Pope Francis celebrates Mass in Istanbul's Catholic cathedral.
Pope Francis celebrated Mass on Saturday at Istanbul’s Latin Catholic Cathedral of the Holy Spirit and in his homily reflected on the need for Christians to be guided by the Holy Spirit who is able to kindle diversity, multiplicity and, at the same time, bring about unity.
The Pope warned that the temptation is always within us to resist the Holy Spirit because he takes us out of our comfort zone and unsettles us. We must throw off our defensiveness, the Pope said, not remain entrenched within our ideas and unchanging ways and allow ourselves to be led by the Spirit.
Here is an English translation of Pope Francis’ homily:
In the Gospel, Jesus shows himself to be the font from which those who thirst for salvation draw upon, as the Rock from whom the Father brings forth living waters for all who believe in him (cf. Jn 7:38). In openly proclaiming this prophecy in Jerusalem, Jesus heralds the gift of the Holy Spirit whom the disciples will receive after his glorification, that is, after his death and resurrection (cf. v. 39).
The Holy Spirit is the soul of the Church. He gives life, he brings forth different charisms which enrich the people of God and, above all, he creates unity among believers: from the many he makes one body, the Body of Christ. The Church’s whole life and mission depend on the Holy Spirit; he fulfils all things.
The profession of faith itself, as Saint Paul reminds us in today’s first reading, is only possible because it is prompted by the Holy Spirit: “No one can say ‘Jesus is Lord’ except by the Holy Spirit” (1 Cor 12:3b).
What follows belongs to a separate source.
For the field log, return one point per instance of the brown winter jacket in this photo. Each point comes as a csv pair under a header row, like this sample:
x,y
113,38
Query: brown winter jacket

When we pray, it is because the Holy Spirit inspires prayer in our heart. When we break the cycle of our self-centredness, and move beyond ourselves and go out to encounter others, to listen to them and help them; it is the Spirit of God who impels us to do so. When we find within a hitherto unknown ability to forgive, to love someone who doesn’t love us in return, it is the Spirit who has taken hold of us. When we move beyond mere self-serving words and turn to our brothers and sisters with that tenderness which warms the heart, we have indeed been touched by the Holy Spirit.
It is true that the Holy Spirit brings forth different charisms in the Church, which at first glance, may seem to create disorder. Under his guidance, however, they constitute an immense richness, because the Holy Spirit is the Spirit of unity, which is not the same thing as uniformity. Only the Holy Spirit is able to kindle diversity, multiplicity and, at the same time, bring about unity. When we try to create diversity, but are closed within our own particular and exclusive ways of seeing things, we create division. When we try to create unity through our own human designs, we end up with uniformity and homogenization. If we let ourselves be led by the Spirit, however, richness, variety and diversity will never create conflict, because the Spirit spurs us to experience variety in the communion of the Church.
The diversity of members and charisms is harmonized in the Spirit of Christ, whom the Father sent and whom he continues to send, in order to achieve unity among believers. The Holy Spirit brings unity to the Church: unity in faith, unity in love, unity in interior life. The Church and other Churches and ecclesial communities are called to let themselves be guided by the Holy Spirit, and to remain always open, docile and obedient.
Ours is a hopeful perspective, but one which is also demanding. The temptation is always within us to resist the Holy Spirit, because he takes us out of our comfort zone and unsettles us; he makes us get up and drives the Church forward. It is always easier and more comfortable to settle in our sedentary and unchanging ways. In truth, the Church shows her fidelity to the Holy Spirit inasmuch as she does not try to control or tame him. We Christians become true missionary disciples, able to challenge consciences, when we throw off our defensiveness and allow ourselves to be led by the Spirit. He is freshness, imagination and newness.